Hamilton Regional Livestock Exchange celebrated the milestone at Wednesday's sheep sale, where manager Chris Dahlenburg reported more than 700,000 lambs and 300,000 sheep had sold at the centre since July 2021.
"We have averaged one million sheep now for the past 10 years, so it's a busy year but an average throughput," Mr Dahlenburg said.
"The facility is holding up alright and it works pretty well to handle these numbers.
"The only thing that changes each year is when the peak comes through."
Mr Dahlenburg said the yard was experienced more lambs in June compared to a month ago.
Hamilton & District Stock Agents' Association president Warren Clark, Lanyon's, said Wednesday's sale offered nearly 14,000 head and tipped sheep throughput above one-million head.

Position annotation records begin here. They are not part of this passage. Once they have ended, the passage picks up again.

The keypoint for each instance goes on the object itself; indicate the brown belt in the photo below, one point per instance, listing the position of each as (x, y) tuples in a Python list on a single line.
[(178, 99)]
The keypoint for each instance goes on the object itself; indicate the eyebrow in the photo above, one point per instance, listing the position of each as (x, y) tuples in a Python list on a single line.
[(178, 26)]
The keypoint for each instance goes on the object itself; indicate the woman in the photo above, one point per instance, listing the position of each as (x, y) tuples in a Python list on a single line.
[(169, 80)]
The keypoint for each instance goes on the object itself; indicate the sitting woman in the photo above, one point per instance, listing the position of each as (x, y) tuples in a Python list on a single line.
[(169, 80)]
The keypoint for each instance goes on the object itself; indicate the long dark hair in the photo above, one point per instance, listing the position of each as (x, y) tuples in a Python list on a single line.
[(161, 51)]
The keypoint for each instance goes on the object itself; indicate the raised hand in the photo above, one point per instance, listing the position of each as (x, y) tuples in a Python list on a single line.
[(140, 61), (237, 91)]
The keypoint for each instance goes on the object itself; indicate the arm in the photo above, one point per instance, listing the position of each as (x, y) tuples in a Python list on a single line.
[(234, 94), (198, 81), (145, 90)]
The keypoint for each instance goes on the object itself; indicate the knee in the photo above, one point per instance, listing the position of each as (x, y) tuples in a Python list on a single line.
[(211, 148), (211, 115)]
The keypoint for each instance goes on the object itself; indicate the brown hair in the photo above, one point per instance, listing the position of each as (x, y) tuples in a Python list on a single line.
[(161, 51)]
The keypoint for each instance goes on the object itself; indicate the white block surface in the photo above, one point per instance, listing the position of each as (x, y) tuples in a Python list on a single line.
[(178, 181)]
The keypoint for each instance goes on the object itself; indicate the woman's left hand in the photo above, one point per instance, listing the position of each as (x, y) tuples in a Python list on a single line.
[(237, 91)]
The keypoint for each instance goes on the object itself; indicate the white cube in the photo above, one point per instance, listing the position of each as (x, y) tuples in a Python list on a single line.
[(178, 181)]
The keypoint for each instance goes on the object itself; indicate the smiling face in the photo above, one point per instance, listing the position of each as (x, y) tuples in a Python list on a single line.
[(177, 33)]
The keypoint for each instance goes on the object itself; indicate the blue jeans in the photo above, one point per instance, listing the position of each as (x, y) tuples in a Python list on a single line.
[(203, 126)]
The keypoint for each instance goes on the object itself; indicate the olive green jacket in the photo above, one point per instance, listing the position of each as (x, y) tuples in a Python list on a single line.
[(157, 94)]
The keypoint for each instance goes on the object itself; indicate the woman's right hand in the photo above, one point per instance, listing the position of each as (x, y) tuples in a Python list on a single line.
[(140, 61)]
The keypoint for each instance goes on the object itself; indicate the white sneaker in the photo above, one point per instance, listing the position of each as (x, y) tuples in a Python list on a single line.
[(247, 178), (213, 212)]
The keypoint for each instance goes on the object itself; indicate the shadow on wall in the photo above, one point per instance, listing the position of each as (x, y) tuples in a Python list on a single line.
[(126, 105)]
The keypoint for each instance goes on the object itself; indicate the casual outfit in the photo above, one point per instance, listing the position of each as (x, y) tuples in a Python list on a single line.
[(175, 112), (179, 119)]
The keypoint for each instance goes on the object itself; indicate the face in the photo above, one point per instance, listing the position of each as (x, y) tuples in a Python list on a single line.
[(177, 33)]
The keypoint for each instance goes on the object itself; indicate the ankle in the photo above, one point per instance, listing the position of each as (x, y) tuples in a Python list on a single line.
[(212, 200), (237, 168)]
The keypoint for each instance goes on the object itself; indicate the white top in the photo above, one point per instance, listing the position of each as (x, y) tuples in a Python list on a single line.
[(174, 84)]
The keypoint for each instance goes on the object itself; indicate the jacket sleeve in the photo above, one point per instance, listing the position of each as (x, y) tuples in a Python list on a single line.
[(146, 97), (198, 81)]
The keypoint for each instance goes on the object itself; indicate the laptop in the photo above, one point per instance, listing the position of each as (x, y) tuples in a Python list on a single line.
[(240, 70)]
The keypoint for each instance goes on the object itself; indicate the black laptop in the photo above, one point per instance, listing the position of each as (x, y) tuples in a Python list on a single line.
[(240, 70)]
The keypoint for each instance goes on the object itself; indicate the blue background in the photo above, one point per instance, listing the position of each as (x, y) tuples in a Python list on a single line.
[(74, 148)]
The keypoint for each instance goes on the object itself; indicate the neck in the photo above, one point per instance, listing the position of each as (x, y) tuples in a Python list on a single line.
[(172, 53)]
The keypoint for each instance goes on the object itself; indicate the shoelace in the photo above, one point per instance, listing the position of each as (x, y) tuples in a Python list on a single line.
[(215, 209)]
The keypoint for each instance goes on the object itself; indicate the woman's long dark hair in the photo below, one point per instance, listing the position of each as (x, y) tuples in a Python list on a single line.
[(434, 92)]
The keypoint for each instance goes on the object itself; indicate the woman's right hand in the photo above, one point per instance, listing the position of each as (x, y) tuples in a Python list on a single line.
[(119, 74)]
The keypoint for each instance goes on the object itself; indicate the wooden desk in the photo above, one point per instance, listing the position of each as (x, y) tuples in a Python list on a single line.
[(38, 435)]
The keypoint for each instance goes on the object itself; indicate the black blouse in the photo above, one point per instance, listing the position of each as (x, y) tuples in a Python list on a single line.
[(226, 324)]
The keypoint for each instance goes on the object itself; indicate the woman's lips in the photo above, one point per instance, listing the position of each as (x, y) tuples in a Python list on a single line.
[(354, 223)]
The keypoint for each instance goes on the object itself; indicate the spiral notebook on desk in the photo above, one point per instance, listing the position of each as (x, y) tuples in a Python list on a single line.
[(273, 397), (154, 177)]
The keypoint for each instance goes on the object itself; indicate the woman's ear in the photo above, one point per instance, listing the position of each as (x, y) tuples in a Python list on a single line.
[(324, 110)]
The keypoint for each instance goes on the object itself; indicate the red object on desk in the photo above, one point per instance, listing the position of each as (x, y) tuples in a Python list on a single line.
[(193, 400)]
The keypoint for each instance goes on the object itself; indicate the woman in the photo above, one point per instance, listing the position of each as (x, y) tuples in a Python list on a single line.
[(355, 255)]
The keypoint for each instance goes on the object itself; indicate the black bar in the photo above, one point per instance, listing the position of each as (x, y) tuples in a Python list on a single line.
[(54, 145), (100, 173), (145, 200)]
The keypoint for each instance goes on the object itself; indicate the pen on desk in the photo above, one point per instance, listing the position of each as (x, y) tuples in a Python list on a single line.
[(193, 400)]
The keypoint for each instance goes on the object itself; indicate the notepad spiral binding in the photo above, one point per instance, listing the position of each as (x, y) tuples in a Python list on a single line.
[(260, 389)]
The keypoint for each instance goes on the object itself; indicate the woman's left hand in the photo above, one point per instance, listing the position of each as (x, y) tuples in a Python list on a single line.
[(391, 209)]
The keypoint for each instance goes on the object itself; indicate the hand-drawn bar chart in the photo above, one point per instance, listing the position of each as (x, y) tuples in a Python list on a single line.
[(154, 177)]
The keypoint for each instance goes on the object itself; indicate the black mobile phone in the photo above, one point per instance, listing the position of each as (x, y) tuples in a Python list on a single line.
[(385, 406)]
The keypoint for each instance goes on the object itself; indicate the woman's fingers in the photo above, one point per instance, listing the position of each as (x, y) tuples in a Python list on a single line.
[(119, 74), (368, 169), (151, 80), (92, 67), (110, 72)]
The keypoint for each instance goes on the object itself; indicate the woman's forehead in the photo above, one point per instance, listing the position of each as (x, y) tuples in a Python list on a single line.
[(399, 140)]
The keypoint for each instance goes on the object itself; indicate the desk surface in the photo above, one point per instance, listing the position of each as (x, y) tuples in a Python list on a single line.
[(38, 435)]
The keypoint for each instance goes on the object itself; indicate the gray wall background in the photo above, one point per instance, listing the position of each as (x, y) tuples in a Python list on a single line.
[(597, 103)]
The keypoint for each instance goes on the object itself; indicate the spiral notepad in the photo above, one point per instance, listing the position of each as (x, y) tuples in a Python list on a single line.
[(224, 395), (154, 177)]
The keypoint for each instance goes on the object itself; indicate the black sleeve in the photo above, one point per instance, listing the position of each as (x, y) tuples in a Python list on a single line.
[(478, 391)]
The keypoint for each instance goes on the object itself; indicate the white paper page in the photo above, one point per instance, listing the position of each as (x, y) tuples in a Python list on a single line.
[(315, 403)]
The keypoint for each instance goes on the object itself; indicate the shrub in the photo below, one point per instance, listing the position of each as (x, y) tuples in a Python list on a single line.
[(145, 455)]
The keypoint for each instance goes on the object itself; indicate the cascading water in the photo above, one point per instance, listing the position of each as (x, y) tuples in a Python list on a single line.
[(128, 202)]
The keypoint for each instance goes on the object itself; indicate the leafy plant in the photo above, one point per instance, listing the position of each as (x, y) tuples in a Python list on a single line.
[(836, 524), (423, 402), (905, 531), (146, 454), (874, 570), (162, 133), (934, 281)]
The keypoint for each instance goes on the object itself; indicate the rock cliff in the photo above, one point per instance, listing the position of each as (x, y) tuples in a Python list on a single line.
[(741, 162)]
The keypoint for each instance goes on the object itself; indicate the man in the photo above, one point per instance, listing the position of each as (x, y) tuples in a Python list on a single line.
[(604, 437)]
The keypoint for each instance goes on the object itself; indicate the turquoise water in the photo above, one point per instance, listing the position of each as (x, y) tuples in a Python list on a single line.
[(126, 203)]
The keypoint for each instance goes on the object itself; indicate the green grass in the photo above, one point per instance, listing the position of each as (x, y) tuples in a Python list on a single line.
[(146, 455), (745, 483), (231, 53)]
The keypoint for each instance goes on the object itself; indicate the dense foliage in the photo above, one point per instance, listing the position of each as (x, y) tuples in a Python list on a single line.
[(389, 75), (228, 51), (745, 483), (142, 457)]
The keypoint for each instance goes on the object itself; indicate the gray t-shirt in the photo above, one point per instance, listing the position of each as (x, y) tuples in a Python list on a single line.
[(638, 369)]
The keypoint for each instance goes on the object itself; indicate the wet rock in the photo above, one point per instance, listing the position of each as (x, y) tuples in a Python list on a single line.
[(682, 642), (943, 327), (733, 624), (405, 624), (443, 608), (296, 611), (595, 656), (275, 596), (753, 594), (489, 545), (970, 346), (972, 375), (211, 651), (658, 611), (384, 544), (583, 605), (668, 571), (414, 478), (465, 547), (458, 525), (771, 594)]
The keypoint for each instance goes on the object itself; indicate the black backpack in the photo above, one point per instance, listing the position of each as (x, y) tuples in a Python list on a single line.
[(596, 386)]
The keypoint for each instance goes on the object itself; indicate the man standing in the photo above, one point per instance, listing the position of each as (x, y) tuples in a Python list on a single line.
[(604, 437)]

Mr Clark estimated more than $191m in sheep and lamb sales had taken place this financial year.
"Prices were nearly $10 a kilogram in summer but the industry can't support that," he said.
"It has come back since then but we are talking nearly $8/kg still, with good domestic lambs making $200 a head.
"Overall it is right up there with one of the most consistent and best years of sales for producers, with the lamb market the cornerstone for the industry for quite a while."
Thomas Elder Markets senior analyst Matthew Dalgleish reported east coast lamb slaughter hit 358,384 head this week.
East coast lamb slaughter was 21 per cent above the five-year pattern for the week, while east coast sheep slaughter was 6pc above the five-year trend with 71,987 head reported for the week.
Kerr & Co auctioneer Zac van Wegen, Hamilton, said the end-of-financial year sale rush was due to producers aggressively cutting the tail end of lambs usually destined for spring sales.
"It's been a tough autumn and we have had huge consignments that would have come through later in a better season," he said.
He said the mild summer and delayed warm conditions meant some lambs failed to meet sucker weights earlier in the year.
"When the taps turns off and summer crops cut out there were huge numbers of stock on the market," he said.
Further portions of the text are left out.